This past February, after my second cancer operation (and a second donation of a major organ to the Stearns County Landfill) in 2 years, I took a month off to heal and reflect on the meaning of all of this for me and for how I envision my future. Thanks to a great team of surgeons, nurses, medical staff, supportive and loving family and the privilege of an adequate health care insurance plan, the odds are in my favor that I will have one – a future, that is.
Moments of terror and mortality force a number of nagging questions to the surface. Questions of “Which garbage vendor offers the best rates?” and “How can I get the grass to grow on the north side of my house?” give way to weightier matters. Indeed these times launch an involuntary vision quest, forcing you to wrestle with the angels who have come to assault you, wound you and then heal you in this “dark night of the soul.”

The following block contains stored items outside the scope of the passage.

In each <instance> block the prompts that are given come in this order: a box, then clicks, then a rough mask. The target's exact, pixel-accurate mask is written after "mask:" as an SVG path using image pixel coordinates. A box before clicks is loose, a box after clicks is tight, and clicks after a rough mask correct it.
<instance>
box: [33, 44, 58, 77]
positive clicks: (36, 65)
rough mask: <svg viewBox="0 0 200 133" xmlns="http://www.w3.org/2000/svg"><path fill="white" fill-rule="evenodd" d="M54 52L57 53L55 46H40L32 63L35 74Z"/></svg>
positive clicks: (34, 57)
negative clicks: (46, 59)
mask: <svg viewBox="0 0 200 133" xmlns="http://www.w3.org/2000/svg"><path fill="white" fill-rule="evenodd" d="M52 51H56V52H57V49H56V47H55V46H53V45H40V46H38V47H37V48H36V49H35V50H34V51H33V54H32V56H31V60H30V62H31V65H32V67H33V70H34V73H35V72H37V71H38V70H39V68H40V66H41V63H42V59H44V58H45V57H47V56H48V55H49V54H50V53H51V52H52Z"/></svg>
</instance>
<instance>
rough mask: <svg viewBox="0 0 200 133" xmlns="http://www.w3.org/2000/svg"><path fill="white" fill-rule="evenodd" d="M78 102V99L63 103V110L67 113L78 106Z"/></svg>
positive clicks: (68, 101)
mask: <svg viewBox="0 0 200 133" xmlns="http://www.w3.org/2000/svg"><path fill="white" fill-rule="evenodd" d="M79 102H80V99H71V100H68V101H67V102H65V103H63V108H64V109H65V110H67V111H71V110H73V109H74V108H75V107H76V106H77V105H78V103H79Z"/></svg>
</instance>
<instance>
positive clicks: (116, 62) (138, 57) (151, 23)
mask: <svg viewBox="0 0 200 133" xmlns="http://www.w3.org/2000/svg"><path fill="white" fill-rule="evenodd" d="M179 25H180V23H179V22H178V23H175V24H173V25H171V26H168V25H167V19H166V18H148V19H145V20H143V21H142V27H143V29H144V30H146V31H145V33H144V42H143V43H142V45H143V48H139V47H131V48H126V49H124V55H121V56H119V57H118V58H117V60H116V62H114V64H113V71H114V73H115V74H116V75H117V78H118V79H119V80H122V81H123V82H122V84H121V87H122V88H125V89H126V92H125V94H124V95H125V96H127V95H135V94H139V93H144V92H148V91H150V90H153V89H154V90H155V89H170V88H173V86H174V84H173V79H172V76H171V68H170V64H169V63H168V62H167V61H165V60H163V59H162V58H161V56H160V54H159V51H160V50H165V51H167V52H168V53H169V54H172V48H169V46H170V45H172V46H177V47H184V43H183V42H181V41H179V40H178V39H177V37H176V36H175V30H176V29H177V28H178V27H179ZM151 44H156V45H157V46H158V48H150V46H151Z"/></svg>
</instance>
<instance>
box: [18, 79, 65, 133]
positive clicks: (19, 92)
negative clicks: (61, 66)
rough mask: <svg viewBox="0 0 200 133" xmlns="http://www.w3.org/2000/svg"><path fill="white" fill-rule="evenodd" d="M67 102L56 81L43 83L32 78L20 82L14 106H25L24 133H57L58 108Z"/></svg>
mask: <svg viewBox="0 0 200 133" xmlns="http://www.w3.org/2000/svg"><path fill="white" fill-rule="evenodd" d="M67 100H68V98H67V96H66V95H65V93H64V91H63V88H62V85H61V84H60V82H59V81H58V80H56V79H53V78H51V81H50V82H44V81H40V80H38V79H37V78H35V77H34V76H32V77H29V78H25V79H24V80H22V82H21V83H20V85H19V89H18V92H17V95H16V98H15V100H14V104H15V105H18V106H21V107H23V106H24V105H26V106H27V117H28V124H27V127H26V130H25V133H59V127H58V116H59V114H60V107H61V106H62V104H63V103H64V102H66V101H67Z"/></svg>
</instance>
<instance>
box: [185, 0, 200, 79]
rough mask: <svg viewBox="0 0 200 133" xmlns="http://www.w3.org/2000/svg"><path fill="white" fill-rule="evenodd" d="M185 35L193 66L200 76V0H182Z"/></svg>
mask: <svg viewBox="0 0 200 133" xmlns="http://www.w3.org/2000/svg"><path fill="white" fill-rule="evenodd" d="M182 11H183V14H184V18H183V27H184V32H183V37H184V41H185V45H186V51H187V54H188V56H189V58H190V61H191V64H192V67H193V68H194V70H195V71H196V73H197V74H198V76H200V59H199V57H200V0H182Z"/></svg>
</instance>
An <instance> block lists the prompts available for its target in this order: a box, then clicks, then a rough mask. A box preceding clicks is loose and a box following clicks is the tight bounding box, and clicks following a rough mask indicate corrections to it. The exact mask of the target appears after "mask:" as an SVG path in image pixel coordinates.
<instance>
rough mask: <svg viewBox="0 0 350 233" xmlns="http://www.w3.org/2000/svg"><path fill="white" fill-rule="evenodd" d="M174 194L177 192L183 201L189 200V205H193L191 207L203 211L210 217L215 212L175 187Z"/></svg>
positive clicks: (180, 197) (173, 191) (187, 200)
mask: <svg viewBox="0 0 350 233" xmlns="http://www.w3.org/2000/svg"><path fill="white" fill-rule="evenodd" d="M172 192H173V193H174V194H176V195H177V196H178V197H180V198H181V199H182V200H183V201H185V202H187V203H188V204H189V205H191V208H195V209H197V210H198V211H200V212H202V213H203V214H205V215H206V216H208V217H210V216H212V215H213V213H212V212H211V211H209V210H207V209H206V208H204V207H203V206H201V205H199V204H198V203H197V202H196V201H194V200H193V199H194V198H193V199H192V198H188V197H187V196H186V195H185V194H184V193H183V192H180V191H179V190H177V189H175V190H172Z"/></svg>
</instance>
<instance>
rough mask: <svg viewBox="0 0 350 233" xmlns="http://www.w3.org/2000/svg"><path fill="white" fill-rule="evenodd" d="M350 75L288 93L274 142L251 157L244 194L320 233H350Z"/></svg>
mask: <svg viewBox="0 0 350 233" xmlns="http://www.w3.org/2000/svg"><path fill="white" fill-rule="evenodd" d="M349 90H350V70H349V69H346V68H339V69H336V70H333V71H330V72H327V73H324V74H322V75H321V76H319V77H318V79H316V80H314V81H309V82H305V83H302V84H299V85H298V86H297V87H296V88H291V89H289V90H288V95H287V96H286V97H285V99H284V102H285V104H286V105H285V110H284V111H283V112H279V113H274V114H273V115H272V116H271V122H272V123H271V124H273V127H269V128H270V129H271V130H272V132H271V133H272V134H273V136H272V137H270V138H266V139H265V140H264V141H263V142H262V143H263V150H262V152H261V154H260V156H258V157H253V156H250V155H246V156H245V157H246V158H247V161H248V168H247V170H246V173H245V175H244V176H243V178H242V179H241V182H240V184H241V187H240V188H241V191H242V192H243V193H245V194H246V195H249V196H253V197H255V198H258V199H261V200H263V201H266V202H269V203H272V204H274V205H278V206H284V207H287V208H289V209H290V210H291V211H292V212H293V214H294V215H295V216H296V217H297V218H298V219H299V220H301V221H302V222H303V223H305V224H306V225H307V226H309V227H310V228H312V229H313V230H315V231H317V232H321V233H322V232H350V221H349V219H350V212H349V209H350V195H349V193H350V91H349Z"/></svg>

Though I had done a lot of my wrestling after my first surgery, I found myself assaulted anew with the experience of the second. One major assault came upon me during my recovery while I went with my cousin, Sharon, to see a little movie entitled, “The Men Who Stare at Goats.” It chronicles the true story of the First Earth Battalion formed in the late 70’s by the US Army. Tasked with orders to “think the unthinkable,” it explored the possible applications of the human potential movement for its soldiers on the battlefield. It is a comedy – the first to be made about the still unresolved and sensitive war in Iraq. Like all good comedy, it deals boldly with the sensitive “truths” we as a culture are not yet ready to face.
I sat enthralled through the entire movie. It was one of those time warps where 2 hours seem like 2 minutes. When it was over and they turned the lights on, there was Sharon sitting with her arms crossed frowning and saying, “That was one of the dumbest movies I have ever seen.”

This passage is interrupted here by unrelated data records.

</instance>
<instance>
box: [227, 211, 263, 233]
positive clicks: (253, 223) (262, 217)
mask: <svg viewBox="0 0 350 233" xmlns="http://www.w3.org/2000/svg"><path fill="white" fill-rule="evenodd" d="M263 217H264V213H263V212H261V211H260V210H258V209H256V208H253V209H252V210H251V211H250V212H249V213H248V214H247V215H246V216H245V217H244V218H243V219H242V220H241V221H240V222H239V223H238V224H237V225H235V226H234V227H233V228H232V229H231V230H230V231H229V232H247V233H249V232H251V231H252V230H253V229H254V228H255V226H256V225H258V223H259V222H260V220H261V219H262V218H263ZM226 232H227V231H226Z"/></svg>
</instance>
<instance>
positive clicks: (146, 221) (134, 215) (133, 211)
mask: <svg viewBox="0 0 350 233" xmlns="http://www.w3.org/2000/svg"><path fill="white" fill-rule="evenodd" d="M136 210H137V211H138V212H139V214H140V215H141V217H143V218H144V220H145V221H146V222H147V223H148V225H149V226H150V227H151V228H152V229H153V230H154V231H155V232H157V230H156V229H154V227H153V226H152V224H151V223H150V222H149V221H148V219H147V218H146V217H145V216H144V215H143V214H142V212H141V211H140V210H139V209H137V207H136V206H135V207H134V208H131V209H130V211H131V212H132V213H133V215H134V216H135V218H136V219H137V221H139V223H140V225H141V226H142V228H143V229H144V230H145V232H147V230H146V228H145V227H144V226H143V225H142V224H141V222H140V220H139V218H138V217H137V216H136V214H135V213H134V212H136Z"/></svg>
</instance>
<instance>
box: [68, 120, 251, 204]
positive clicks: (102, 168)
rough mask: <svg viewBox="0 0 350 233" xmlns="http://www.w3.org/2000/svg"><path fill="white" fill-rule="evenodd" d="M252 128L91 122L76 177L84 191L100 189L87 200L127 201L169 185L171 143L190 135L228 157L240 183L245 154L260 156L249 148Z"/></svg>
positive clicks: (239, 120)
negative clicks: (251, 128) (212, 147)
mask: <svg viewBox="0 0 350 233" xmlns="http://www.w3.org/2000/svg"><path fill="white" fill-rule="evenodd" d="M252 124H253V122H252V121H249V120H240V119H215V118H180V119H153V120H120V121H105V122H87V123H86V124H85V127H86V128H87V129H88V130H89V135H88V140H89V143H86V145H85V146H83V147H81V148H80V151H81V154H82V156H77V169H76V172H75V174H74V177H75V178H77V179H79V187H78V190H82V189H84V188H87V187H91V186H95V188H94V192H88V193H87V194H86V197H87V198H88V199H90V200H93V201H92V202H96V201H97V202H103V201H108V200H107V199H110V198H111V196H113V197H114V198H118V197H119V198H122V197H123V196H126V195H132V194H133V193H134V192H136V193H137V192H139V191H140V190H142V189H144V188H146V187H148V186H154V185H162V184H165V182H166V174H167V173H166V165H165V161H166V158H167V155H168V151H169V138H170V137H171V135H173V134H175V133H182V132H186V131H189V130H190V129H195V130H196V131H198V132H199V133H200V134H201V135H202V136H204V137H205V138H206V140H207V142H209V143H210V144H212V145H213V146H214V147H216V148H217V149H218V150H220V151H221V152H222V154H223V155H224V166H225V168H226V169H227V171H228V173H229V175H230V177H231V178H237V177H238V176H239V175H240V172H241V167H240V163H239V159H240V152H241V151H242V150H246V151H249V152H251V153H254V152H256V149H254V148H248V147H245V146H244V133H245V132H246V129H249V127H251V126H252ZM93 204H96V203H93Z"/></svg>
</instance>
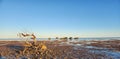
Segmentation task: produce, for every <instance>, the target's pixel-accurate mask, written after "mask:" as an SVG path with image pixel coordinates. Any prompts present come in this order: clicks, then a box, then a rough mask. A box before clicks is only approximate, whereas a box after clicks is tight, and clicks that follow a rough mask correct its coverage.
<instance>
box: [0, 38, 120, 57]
mask: <svg viewBox="0 0 120 59" xmlns="http://www.w3.org/2000/svg"><path fill="white" fill-rule="evenodd" d="M41 42H43V41H37V43H41ZM66 42H67V41H58V40H55V41H44V43H45V45H46V46H47V49H49V50H51V51H52V53H51V58H53V59H87V58H89V59H98V58H100V59H101V58H102V59H110V58H113V59H114V57H111V56H108V55H105V54H104V53H97V52H94V53H93V52H91V51H94V49H95V48H91V49H92V50H91V49H90V48H86V47H85V46H95V47H103V48H111V49H115V50H116V51H120V44H119V43H120V40H113V41H94V42H93V41H92V43H89V44H87V41H86V42H69V44H68V43H66ZM24 43H25V42H24V41H0V56H1V57H6V58H8V57H9V56H14V58H15V59H16V54H19V53H20V52H18V51H22V50H23V49H24ZM71 44H72V45H71ZM76 44H77V45H76ZM78 44H79V45H78ZM83 46H84V47H83ZM98 51H99V49H98ZM11 54H12V55H11ZM118 57H119V56H118ZM9 58H10V57H9ZM14 58H10V59H14ZM22 58H23V57H21V59H22ZM43 59H46V58H43ZM47 59H50V58H47ZM115 59H116V58H115Z"/></svg>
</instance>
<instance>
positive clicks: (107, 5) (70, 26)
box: [0, 0, 120, 38]
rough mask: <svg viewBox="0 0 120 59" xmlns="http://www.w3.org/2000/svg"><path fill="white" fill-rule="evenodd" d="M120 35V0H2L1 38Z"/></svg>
mask: <svg viewBox="0 0 120 59" xmlns="http://www.w3.org/2000/svg"><path fill="white" fill-rule="evenodd" d="M19 32H31V33H32V32H34V33H35V34H36V35H37V37H56V36H58V37H63V36H68V37H69V36H73V37H76V36H78V37H119V36H120V0H0V38H14V37H17V36H16V35H17V33H19Z"/></svg>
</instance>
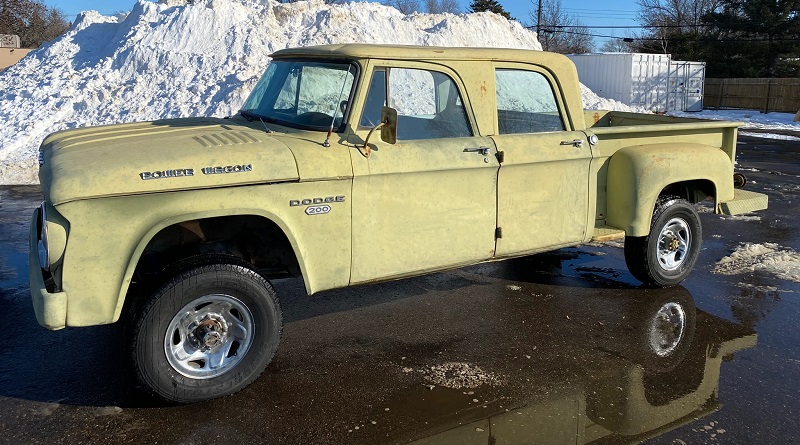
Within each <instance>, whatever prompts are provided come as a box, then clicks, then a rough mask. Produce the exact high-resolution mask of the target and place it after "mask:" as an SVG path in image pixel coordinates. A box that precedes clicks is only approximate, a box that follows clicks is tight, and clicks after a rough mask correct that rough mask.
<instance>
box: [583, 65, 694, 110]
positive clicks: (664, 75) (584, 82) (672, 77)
mask: <svg viewBox="0 0 800 445" xmlns="http://www.w3.org/2000/svg"><path fill="white" fill-rule="evenodd" d="M567 57H569V58H570V59H571V60H572V61H573V62H574V63H575V66H576V67H577V68H578V76H579V77H580V80H581V82H582V83H583V84H584V85H586V86H587V87H589V88H590V89H591V90H592V91H594V92H595V93H597V94H599V95H600V96H602V97H606V98H609V99H614V100H618V101H620V102H622V103H624V104H627V105H631V106H640V107H643V108H646V109H649V110H651V111H654V112H657V113H663V112H666V111H701V110H702V109H703V82H704V81H705V70H706V64H705V62H683V61H677V60H672V57H671V56H670V55H669V54H642V53H602V54H567Z"/></svg>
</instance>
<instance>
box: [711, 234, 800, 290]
mask: <svg viewBox="0 0 800 445" xmlns="http://www.w3.org/2000/svg"><path fill="white" fill-rule="evenodd" d="M755 271H763V272H767V273H771V274H773V275H775V276H776V277H778V278H781V279H783V280H788V281H794V282H795V283H800V254H798V253H797V252H795V251H794V250H792V249H790V248H787V247H781V246H779V245H777V244H774V243H764V244H753V243H745V244H741V245H739V247H737V248H736V249H735V250H734V251H733V253H731V254H730V255H729V256H726V257H725V258H723V259H721V260H720V261H719V262H718V263H717V264H716V265H715V266H714V273H717V274H721V275H738V274H743V273H750V272H755Z"/></svg>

More than a little embarrassed, I was seated next to her, crying uncontrollably at the beauty this little movie stirred up in me. To her credit, Sharon didn’t call me stupid or make fun of me. On the way home from the movie, she simply said, “You are going to have to explain to me what you see in that movie because I sure don’t get it.”

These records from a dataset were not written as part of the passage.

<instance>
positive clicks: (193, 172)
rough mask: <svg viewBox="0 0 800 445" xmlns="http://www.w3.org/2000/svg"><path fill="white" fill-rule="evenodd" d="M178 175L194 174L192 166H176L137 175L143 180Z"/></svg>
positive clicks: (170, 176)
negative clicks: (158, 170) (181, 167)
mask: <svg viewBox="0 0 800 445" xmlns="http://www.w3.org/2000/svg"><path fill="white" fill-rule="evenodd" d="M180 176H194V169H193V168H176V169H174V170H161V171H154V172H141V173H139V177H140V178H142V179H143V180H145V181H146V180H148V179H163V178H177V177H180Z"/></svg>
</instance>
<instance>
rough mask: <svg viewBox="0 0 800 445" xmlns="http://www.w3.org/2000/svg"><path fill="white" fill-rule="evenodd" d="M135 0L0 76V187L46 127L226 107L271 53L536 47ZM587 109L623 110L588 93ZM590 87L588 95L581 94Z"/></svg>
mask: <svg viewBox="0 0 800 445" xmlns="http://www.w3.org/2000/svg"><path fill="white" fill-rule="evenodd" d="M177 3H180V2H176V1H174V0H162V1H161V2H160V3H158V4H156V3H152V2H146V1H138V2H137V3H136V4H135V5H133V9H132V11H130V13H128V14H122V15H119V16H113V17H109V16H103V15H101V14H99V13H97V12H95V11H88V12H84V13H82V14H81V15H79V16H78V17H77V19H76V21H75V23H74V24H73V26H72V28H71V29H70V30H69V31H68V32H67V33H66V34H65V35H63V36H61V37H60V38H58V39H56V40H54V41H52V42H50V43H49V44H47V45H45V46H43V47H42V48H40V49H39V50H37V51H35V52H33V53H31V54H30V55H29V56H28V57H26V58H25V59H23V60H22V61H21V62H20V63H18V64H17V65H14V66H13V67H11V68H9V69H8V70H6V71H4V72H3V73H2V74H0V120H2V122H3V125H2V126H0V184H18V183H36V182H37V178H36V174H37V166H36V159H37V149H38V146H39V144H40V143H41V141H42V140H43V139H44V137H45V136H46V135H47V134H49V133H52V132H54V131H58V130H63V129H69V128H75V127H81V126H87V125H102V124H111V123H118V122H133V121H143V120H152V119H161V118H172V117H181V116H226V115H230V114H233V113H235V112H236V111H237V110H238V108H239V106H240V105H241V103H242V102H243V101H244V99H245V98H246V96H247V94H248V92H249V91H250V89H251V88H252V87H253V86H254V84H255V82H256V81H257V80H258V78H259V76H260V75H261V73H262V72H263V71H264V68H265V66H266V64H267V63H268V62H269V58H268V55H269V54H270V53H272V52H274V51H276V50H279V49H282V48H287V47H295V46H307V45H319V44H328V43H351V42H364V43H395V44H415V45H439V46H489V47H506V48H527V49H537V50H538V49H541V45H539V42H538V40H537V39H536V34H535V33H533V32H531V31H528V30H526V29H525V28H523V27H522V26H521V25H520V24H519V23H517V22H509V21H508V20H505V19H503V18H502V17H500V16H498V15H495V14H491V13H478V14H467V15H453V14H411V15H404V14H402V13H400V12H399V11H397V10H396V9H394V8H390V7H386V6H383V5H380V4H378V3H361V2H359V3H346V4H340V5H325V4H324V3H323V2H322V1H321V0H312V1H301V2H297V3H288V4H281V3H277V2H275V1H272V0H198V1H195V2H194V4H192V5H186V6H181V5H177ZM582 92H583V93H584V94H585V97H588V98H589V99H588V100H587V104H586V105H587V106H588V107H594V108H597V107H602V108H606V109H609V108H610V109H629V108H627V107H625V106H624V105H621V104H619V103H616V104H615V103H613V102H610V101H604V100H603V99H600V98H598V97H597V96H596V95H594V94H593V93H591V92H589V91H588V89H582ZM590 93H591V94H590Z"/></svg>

So, I have spent a great deal of time reflecting, much to Howard’s limits of tolerance (he hasn’t had the chance to see it yet), on just what it is about this movie that touches me on such a deep level. I have seen it no less than 5 times since the first showing. (My daughter saw the movie, thought it was one I would like and got it for me for my birthday. She really got it right this year!) I’ve talked to others and the reaction seems to be extreme. Either you love it or you hate it. I think, like all good art, this movie is like a Rorschach test – you will see in it what you want to see in it. It is an invitation within the safe context of a comedy, to surface your own stuff. You could see it as a story of foolish insanity or one of wise aspiration. For me, as you might have guessed, it is the latter.
Most prominent among the many redeeming themes I see reflected back to me in “Goats” is the tendency for us to get stuck in our thinking by what we think we already know. We leaders, like the US military, tend to be a calculating, practical bunch. Most of us are from Missouri. We want to “see it before we will believe it.” This movie stands everything on its head and asks a profound question with far-reaching implications for us today. What if believing is seeing? What if we could see beyond the horizon? How would our reality change?
I won’t be so bold as to suggest how you might answer this question for yourself. But I will gladly leave it in your lap while I contemplate the next profound question in my life – “Where the hell did that remote disappear to?”
PS – Why do I feel like I just channeled Andy Rooney?